07:26 PM on 06/23/2012
I agree that nonprofits should deliver on outcomes, but I see two objectives and audiences in this. One audience consists of donors/advocates/prospective supporters, for which marketing collateral should focus on the emotional side. How did the charity change lives? They need to demonstrate the before and after to win the hearts and minds of this audience.

The second audience consists of number crunchers - the grantors, the accountants, the people who want to see more than how many people have been served. For this group, formulating the SROI (social return on investment) would be ideal.

The challenge for smaller orgs has always been the ability to wear many hats. With so few resources, do they focus on delivering programs and services, or reporting on them?
09:18 PM on 06/24/2012
Elaine - good question.

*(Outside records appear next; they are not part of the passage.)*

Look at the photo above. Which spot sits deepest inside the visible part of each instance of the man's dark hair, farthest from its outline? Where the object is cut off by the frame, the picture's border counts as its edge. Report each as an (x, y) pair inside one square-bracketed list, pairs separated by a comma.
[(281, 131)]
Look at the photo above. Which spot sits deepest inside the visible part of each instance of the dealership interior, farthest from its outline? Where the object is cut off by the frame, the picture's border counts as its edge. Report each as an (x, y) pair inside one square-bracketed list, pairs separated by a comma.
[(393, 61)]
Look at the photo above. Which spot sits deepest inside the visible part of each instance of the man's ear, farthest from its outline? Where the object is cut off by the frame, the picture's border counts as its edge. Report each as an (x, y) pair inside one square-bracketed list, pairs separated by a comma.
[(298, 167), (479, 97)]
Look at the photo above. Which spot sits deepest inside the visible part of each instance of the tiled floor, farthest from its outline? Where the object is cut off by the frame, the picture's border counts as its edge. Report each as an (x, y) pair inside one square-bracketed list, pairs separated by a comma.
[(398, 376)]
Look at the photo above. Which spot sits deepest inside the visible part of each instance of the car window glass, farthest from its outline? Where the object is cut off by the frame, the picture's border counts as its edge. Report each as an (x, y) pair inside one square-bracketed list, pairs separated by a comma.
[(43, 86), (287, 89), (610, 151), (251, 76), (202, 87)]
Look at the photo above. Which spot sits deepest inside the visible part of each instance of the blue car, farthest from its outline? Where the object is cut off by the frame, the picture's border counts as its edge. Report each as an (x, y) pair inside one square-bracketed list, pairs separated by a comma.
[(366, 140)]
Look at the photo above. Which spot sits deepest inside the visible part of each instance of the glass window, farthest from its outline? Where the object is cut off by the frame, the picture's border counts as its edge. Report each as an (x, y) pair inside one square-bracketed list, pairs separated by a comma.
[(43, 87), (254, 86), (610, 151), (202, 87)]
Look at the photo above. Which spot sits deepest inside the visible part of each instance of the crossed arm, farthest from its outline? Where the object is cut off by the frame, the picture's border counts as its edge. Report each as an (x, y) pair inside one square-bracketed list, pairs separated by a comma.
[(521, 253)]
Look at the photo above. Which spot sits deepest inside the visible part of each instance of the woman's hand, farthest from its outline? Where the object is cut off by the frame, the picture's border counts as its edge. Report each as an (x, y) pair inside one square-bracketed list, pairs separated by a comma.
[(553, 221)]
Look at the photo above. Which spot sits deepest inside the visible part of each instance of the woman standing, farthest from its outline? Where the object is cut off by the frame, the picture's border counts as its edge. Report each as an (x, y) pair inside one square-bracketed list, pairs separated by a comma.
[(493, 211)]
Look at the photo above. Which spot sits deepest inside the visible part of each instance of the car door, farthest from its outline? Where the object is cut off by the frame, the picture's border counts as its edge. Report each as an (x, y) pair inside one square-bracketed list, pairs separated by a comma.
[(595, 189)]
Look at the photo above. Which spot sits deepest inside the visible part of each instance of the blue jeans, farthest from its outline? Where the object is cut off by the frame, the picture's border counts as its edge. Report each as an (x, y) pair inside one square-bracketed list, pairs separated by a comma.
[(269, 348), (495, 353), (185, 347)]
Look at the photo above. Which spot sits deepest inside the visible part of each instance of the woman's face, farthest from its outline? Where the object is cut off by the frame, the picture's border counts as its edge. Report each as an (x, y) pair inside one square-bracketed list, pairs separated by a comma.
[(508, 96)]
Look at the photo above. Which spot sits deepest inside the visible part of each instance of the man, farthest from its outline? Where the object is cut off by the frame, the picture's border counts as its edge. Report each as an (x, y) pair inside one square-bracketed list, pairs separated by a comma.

Although I know, first hand, how hard nonprofit leaders at small nonprofits work (there is never enough time), I don't think it's a question of "either or."

Nonprofits must be accountable, period. IMO, building in a method of measurement should be a part of the organization's DNA from the very beginning. True, measurement systems require work, but that doesn't absolve the small nonprofit from putting a form of measurement in place, even if it is something basic that they build upon. Having a measurement, and orienting around it -- revisiting and revising it -- helps nonprofits maintain focus and make decisions that allow them to better deliver on their missions. It keeps the small nonprofit focused on the change they want to create.

In my experience in the small venture philanthropy partnership I'm part of, being very clear on "the change you want to create" makes it easier to engage both the "heart" supporters and the "head" supporters.